With investment firms now re-assessing technology spend in terms of how to really support the client in the 'new normal', it’s a potential inflection point for the industry. A wave of investment in technology seems likely in order for firms to keep up with client expectation. The dangers of failing to do so including missing out on the biggest generational transfer of wealth in history.
Alexander said: “There's more than $30 trillion in assets that are going to transfer to the next generation. That group is very tech savvy and they expect a digital service because they get it in every part of their life. Forty-four per cent of that group have not been contacted or have a relationship with their existing family’s advisor, and 70% of millennial and Gen Z do not have advisors.
“Not having these digital tools to be able to reach out and connect really puts advisors and firms at risk that the assets are going to go to a firm that pays attention to them in a personal way, and makes it a very easy and intuitive experience.”
This sentiment was backed up by the fact 87% of advisor reported sustained changes in investor communication and engagement. Amid the pandemic, 63% also said they generally communicated with clients on at least a weekly basis. However, this area uncovered a generational difference, with more than half (51%) of millennial financial advisors communicating with their clients daily, while 62% of baby boomer financial advisors communicated with clients monthly or less. Across generations, 74% of advisors wished their firm had access to better technology tools, and 82% stated that paperwork detracts from time spent working with clients.
Worryingly for Canadian advisors, the survey also revealed a gap between United States and Canada when it comes to marketing support. In the U.S., 95% of financial advisors reported that they had enough support from their firms to grow their practice, while only 59% of Canadian financial advisors said the same. Fifteen per cent of Canadian advisors said they get no marketing support from their firms whatsoever.

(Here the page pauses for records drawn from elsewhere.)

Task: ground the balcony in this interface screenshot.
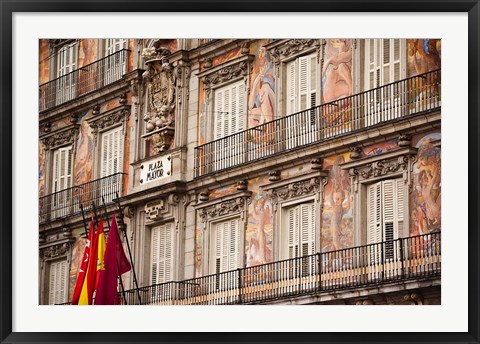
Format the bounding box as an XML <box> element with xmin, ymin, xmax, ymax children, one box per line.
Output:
<box><xmin>39</xmin><ymin>49</ymin><xmax>128</xmax><ymax>112</ymax></box>
<box><xmin>39</xmin><ymin>173</ymin><xmax>125</xmax><ymax>224</ymax></box>
<box><xmin>195</xmin><ymin>70</ymin><xmax>441</xmax><ymax>177</ymax></box>
<box><xmin>119</xmin><ymin>232</ymin><xmax>441</xmax><ymax>305</ymax></box>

Meanwhile, advisors in the States are more likely to report that they are provided tools for email marketing (69%), paid digital media promotion (61%) and website creation (60%), compared to financial advisors in Canada, who reported 53%, 26% and 41%, respectively. Only 17% of Canadian financial advisors are very satisfied with the tools they are provided with to interact with clients and prospects over social media, compared to 67% of U.S. advisors, while 8% of Canadian financial advisors do not use social media at all.
Donna Bristow, Managing Director at Broadridge Financial Solutions, told WP: “It's a different approach that firms in America take versus the Canadian firms. Also, in Canada, we need to look at whether they're IIROC advisors or MFDA advisors and the type of capabilities they're providing to both types in the Canadian market.
“The banks own a lot of the large IIROC broker dealers, and they also facilitate a lot of the MFDA professionals through their branches. It's just a different total market type strategy, but [the results] are actually very surprising to me.”
Alexander said it’s clear that the breadth and quality of technology is key to client and advisor retention and deepening relationship, something that has been accelerated by COVID-19. It enables the advisor to personalize the engagement and make life simpler for the client. Choice and preference also play a role in personalized digital communications and good technology allows you to do that easily.
He added: “What this survey shows is the readiness of advisors to embrace this. They recognize they have to pivot and technology is the key to providing high-touch and high-tech service in a personal way.
“Everybody's going to have to go this way. What’s clear from the pandemic is these are no longer luxury capabilities, these are core capabilities that investors, advisors and firms expect the industry to deliver.”